Kafka Connect on Confluent Cloud

Kafka Connect, an open source component of Apache Kafka, is a framework for connecting Kafka with external systems such as databases, key-value stores, search indexes, and file systems.

Using Kafka Connect you can use existing connector implementations for common data sources and sinks to move data into and out of Kafka.

Source Connector
A source connector ingests entire databases and streams table updates to Kafka topics. It can also collect metrics from all of your application servers into Kafka topics, making the data available for stream processing with low latency.
Sink Connector
A sink connector delivers data from Kafka topics into secondary indexes such as Elasticsearch or batch systems such as Hadoop for offline analysis.

Kafka Connect is focused on streaming data to and from Kafka, making it simpler for you to write high quality, reliable, and high performance connector plugins. It also enables the framework to make guarantees that are difficult to achieve using other frameworks. Kafka Connect is an integral component of an ETL pipeline when combined with Kafka and a stream processing framework.

Kafka Connect can run either as a standalone process for running jobs on a single machine (e.g., log collection), or as a distributed, scalable, fault tolerant service supporting an entire organization. This allows it to scale down to development, testing, and small production deployments with a low barrier to entry and low operational overhead, and to scale up to support a large organization's data pipeline.

The main benefits of using Kafka Connect are:

  • Data Centric Pipeline -- use meaningful data abstractions to pull or push data to Kafka.
  • Flexibility and Scalability -- run with streaming and batch-oriented systems on a single node or scaled to an organization-wide service.
  • Reusability and Extensibility -- leverage existing connectors or extend them to tailor to your needs and lower time to production.
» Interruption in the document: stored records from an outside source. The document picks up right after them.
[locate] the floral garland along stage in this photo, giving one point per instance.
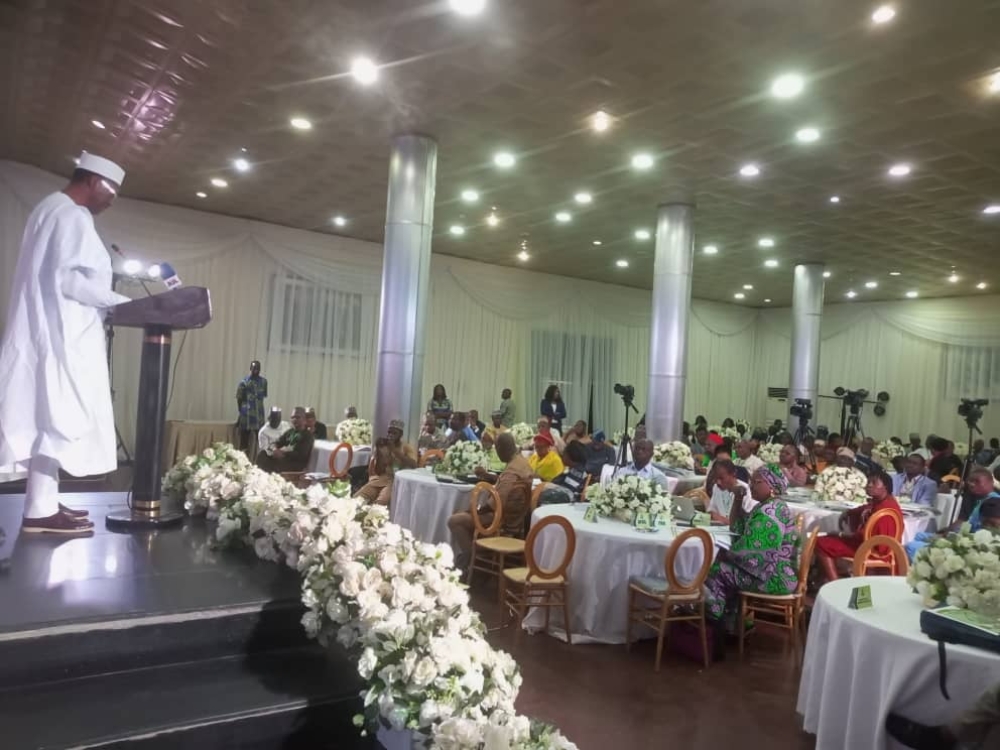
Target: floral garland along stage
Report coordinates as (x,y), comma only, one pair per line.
(842,485)
(623,496)
(961,569)
(370,586)
(355,432)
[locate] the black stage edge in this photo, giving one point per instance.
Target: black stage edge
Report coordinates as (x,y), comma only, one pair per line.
(156,640)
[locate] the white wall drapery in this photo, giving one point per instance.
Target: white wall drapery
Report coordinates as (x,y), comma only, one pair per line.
(492,327)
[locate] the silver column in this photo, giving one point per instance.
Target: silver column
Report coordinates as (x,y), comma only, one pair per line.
(669,330)
(807,314)
(405,283)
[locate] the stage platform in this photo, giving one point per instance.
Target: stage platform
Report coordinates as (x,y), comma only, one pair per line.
(155,639)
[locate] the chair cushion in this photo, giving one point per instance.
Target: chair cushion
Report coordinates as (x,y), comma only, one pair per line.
(520,575)
(504,544)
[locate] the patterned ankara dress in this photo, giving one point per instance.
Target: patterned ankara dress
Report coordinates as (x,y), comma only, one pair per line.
(763,559)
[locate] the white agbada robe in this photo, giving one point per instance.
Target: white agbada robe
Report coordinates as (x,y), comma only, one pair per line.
(55,396)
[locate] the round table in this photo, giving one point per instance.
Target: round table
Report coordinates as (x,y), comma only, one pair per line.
(862,664)
(607,554)
(423,505)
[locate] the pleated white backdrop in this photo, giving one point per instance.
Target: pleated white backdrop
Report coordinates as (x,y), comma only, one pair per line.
(306,304)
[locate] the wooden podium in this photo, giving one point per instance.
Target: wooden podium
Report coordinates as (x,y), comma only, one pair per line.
(158,317)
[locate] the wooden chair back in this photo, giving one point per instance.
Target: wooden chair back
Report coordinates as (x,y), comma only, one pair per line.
(894,559)
(494,527)
(534,570)
(332,464)
(676,587)
(431,453)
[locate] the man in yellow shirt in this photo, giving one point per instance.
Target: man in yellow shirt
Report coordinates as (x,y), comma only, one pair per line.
(545,462)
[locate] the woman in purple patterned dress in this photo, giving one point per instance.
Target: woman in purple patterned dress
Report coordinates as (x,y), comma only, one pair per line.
(764,553)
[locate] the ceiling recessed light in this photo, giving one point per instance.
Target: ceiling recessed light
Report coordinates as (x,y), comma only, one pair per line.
(788,85)
(468,7)
(600,121)
(364,70)
(883,14)
(642,161)
(504,159)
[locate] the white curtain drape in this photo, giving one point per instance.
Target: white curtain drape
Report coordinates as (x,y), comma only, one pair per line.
(306,305)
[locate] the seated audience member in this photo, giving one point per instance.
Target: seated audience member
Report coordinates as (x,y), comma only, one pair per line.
(978,489)
(497,426)
(788,461)
(912,484)
(391,455)
(459,430)
(598,453)
(318,429)
(845,543)
(728,491)
(516,472)
(746,450)
(642,464)
(763,558)
(292,450)
(545,461)
(431,436)
(274,429)
(475,425)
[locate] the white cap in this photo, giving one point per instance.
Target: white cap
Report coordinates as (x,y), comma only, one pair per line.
(103,167)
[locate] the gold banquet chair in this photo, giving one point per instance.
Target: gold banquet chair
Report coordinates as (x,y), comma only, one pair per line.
(677,602)
(533,586)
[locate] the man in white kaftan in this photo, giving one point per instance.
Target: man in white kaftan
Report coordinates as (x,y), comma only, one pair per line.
(55,397)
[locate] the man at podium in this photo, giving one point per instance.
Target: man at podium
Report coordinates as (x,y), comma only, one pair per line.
(55,397)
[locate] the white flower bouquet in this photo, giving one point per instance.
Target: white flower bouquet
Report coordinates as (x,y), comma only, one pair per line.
(522,432)
(355,432)
(675,454)
(209,479)
(623,496)
(463,458)
(842,485)
(962,570)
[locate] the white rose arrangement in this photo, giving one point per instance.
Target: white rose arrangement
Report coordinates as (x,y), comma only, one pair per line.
(962,570)
(838,484)
(623,496)
(675,454)
(355,432)
(396,603)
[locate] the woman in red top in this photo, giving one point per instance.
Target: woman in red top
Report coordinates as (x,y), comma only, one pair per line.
(845,543)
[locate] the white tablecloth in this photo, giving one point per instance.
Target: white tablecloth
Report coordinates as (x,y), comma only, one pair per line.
(607,553)
(423,505)
(319,461)
(862,664)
Confluent Cloud S3 Connector (Sink)

Important

This connector is a preview connector for Confluent Cloud. Preview connectors are not currently supported and are not recommended for production use. For specific connector limitations, see Confluent Cloud Connect Preview.

You can use the S3 connector, currently available as a sink, to export data from Kafka topics to S3 objects in either Avro or JSON formats. Depending on your environment, the S3 connector can export data by guaranteeing exactly-once delivery semantics to consumers of the S3 objects it produces.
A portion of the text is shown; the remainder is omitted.